Hello Great Architect Of The Universe opens the album with some random number punching on a phone and quickly becomes a nightmarish chord progression and some manic double bass drumming that really comes off as quirky and fun. The song also has an uplifting feel in the chords. It quickly ends, being short and to the point. One can really appreciate Zach Hill's drumming from the get go on this album, as it's essentially off the wall and yet keeps the beat quite well. Bugtime Mad is a single minute of punchy snare drumming and sharp clean chords and ideas that quickly pick up in heaviness and intensity. The Mother Could Be You is more of the same manic chords over drumming. The invention and creativity in the pieces and the sound conveyed in each of the songs really makes the album not sound entirely the same (which from the first few songs I've talked about you may be thinking this album is a lot of the same thing, which essentially it is). Top Twenty Notes continues the same trend of manic drumming and manic guitar chords and progressions. The drumming on this track is superb with a nice balance of hi-hat, bass drum, and snare.

Brown Medal 2003 is the first track to break from the mold. It's a bit of a noisy electronic, clap led, almost danceable tune. The manic percussion and the almost melodic feedback combined with the steady bass drum creates a nice beat to the song before becoming a maelstrom of drum and guitar... like always with Hella. Suistyle begins with a distorted voice that becomes... you guessed it... more manic drums and guitars for about 4 minutes. The Devil Isn't Red once again takes the same avenues as the rest of the album... ongoing trend, eh? Even though the music is essentially in the same style, there is enough variety to keep you listening this far into the album. Your DJ Parents begins with distorted, very electronic sounding drums. It reminds me of video game music, definitely, from some game from the 16-bit era of gaming (Sega Genesis) or even old arcade music, but it's stylistically different than anything on the album itself. Women of the 90's is another guitar and drum led tune that goes through more of the same motions on the album... essentially the rest of the album is like this, so there's no real point in talking about the rest.

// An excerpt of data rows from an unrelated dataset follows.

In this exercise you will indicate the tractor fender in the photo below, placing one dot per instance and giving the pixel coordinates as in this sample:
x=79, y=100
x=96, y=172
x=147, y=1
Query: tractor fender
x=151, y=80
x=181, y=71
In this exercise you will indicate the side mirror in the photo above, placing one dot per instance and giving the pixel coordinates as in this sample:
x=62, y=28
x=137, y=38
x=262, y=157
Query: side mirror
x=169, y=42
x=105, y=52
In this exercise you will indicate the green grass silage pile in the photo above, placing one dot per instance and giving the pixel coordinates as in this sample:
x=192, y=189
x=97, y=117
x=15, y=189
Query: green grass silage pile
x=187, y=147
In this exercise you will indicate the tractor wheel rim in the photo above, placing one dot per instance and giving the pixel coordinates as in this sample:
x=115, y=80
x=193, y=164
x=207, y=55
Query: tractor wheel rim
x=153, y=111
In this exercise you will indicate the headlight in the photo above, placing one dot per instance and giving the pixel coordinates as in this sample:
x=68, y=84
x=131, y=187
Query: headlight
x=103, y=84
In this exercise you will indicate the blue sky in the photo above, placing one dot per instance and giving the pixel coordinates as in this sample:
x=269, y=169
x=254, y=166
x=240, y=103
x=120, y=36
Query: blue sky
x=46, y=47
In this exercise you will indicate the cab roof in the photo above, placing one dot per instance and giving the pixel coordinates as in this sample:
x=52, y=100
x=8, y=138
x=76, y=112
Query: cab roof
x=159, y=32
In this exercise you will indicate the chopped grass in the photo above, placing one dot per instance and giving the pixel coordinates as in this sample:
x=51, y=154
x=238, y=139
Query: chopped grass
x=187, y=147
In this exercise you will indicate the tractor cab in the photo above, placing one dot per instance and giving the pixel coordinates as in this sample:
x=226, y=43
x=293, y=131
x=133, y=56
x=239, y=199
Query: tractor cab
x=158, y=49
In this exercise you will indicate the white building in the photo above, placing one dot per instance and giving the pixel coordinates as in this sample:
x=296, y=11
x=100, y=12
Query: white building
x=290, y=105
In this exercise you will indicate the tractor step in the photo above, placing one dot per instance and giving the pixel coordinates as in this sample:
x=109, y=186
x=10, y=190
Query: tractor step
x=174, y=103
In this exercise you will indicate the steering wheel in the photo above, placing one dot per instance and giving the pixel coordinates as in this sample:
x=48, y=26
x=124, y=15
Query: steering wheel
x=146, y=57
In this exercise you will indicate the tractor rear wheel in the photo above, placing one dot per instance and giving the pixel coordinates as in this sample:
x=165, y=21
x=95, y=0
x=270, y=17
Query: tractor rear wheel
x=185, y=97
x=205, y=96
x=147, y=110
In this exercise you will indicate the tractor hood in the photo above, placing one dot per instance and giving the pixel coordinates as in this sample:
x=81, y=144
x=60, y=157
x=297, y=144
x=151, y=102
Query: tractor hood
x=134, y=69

Overall, The Devil Isn't Red has some strong musicianship and some strong musical ideas, but the problem with the album is that there is no diversity between the tracks. You could essentially play them all as one song and no one would be the wiser. Your DJ Parents planted the seeds for the kind of direction they would take on their next studio album, Church Gone Wild/Churpin' Hard, which in my opinion is immensely better than this album. It's not bad, but it's just, in my opinion, a rehashing of old ideas under a new moniker. I recommend this Hella album as the last album you get from them. 2.5/5.